客廳和餐廳中間隔了半面墻,意料之外的安靜。陸庭柯洗干凈手出去,發現夏息橪又在沙發上睡著了,腦袋拱在兩個抱枕的空隙里,頭發被擠得支棱起來。
該吃晚飯的時間了,陸庭柯沒慣著他繼續睡,揚手朝他屁股上扇了一下,然后在夏息橪惺忪又茫然的眼神中收回手:“吃飯了。”
吃飯就吃飯,怎么還動手?
夏息橪大腦啟動到一半,上頭的情緒蓋過了理智,他跟過去坐到陸庭柯對面,拿起刀叉看了看,又放下了。
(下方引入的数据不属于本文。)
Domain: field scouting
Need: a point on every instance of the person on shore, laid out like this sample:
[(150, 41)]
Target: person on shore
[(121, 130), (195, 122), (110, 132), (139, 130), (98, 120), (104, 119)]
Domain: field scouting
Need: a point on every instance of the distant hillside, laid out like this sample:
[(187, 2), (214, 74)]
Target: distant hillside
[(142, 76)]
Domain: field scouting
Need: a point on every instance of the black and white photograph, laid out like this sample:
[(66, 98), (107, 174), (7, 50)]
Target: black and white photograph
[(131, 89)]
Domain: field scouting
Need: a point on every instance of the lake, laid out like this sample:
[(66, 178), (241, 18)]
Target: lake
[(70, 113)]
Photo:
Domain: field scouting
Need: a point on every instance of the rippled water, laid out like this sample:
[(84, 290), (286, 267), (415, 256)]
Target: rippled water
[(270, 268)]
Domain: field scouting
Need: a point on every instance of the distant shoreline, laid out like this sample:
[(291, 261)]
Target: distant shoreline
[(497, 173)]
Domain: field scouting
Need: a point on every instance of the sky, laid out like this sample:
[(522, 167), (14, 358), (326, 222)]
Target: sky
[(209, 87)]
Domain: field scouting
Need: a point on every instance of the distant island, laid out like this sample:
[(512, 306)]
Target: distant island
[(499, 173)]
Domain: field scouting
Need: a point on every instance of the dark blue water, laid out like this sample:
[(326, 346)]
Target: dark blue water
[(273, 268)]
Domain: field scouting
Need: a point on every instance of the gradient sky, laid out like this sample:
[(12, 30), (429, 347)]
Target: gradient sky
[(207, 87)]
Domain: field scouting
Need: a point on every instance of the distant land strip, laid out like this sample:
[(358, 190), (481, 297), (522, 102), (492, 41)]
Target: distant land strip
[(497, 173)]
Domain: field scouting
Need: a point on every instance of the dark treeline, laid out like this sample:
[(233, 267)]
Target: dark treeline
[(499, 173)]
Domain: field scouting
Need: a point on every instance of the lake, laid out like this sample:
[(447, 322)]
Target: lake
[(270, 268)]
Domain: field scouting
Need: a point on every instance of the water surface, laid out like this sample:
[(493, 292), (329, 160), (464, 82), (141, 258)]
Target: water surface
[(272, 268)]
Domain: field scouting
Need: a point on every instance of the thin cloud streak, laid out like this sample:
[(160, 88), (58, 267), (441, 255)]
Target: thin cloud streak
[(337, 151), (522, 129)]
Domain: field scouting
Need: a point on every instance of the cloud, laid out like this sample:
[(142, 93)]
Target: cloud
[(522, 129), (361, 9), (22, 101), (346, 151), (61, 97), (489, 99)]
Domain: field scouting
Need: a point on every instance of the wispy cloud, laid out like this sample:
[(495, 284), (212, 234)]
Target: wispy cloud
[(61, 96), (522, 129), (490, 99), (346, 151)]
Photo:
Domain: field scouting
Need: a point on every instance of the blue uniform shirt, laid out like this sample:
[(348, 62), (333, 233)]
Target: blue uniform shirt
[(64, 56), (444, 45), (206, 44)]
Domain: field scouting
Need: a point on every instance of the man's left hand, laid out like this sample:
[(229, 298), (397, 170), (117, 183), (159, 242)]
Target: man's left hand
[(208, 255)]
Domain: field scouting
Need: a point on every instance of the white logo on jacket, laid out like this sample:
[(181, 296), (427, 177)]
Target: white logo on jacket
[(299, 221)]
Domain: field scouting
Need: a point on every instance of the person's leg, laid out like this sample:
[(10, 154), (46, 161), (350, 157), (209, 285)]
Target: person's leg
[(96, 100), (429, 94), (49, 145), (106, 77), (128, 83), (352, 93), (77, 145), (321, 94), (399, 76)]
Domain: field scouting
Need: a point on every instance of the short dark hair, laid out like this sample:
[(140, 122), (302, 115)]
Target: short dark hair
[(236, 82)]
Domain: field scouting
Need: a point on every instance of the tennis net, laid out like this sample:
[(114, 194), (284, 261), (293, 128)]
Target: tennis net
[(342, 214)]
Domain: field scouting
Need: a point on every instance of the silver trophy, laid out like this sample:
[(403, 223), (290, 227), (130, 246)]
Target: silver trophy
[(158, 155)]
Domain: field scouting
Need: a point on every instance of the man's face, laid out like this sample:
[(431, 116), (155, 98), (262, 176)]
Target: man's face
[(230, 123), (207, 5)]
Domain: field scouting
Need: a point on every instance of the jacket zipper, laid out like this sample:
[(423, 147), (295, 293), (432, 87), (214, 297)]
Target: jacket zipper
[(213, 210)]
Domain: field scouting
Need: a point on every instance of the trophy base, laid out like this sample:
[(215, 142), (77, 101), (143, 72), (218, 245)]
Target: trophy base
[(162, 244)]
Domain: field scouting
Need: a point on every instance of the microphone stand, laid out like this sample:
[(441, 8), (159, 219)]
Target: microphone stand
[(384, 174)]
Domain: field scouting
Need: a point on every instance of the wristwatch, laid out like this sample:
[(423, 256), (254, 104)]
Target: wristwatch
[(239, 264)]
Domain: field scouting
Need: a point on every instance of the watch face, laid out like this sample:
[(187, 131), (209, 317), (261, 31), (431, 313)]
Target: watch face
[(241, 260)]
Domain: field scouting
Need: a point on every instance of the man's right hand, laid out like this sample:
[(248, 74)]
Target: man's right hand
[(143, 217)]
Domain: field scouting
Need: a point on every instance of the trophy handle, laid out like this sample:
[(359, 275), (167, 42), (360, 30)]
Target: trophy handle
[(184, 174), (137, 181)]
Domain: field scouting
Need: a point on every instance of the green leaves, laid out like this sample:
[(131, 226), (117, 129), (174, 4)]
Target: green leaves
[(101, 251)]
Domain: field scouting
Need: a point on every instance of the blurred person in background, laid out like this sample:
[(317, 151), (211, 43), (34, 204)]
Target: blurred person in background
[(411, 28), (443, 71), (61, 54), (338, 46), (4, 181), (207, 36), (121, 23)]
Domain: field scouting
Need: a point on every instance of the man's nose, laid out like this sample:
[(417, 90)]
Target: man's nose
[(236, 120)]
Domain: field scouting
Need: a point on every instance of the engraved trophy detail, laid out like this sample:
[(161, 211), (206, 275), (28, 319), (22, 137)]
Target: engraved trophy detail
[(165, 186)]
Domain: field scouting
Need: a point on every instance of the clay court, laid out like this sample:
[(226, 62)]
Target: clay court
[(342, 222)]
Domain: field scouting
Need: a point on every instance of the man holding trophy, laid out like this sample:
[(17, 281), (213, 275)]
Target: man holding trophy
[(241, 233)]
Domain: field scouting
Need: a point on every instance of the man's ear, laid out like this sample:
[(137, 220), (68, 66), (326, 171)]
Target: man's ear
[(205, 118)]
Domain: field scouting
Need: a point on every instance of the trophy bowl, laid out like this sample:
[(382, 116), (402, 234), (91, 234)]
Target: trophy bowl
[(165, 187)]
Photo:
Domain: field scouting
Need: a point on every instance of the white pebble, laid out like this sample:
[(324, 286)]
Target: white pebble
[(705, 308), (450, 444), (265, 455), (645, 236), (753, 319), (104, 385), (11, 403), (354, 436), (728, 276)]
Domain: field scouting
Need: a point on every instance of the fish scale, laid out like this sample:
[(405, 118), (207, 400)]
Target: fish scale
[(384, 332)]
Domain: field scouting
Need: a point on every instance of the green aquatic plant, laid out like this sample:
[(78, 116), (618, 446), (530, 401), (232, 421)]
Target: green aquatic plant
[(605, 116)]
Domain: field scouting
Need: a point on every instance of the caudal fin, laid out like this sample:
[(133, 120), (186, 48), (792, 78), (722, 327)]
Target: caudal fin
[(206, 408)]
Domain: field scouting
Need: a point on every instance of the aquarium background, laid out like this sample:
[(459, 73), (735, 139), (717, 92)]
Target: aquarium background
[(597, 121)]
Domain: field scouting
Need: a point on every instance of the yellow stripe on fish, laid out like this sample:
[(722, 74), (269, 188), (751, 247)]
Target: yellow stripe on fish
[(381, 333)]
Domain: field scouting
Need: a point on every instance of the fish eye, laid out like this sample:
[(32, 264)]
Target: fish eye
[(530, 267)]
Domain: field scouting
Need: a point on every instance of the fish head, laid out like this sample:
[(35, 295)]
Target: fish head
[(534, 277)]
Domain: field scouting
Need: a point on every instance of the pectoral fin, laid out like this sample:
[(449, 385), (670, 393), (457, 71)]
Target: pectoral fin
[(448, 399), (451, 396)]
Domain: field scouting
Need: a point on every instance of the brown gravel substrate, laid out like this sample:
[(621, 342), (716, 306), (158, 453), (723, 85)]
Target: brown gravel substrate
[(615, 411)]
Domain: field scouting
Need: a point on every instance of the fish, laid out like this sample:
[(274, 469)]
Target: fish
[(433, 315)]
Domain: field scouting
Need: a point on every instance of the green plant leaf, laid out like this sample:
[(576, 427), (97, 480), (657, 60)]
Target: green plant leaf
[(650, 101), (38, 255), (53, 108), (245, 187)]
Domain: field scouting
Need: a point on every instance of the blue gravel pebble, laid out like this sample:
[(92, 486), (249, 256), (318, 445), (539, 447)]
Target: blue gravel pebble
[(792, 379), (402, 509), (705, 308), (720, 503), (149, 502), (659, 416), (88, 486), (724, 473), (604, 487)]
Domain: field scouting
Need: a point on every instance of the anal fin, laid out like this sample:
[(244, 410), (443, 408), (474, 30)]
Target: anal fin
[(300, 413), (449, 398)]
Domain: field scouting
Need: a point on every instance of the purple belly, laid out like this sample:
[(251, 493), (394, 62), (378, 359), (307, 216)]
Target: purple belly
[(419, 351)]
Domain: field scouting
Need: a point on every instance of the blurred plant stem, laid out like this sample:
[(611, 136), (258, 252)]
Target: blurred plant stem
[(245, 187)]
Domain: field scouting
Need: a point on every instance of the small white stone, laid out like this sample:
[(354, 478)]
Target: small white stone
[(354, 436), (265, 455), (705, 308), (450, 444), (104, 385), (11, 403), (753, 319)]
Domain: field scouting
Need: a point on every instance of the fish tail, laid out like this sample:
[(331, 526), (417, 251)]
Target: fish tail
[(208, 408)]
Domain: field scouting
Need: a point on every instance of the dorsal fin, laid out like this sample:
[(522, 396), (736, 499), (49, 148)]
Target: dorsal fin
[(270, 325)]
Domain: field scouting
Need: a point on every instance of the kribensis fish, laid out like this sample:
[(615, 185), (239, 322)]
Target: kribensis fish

陸庭柯不緊不慢地切著面前那盤牛排,動作嫻熟而優雅,切好后換到他面前。夏息橪客客氣氣地說了謝謝,但沒有要吃的意思。
陸庭柯盯了他幾秒,放下刀叉,語氣平淡地開口:“是不餓還是不想吃?”
“……不餓,”夏息橪的表情很無辜,用一種滿不在乎的口吻說,“也不太想吃。”
其實有點餓,但就是想裝一下。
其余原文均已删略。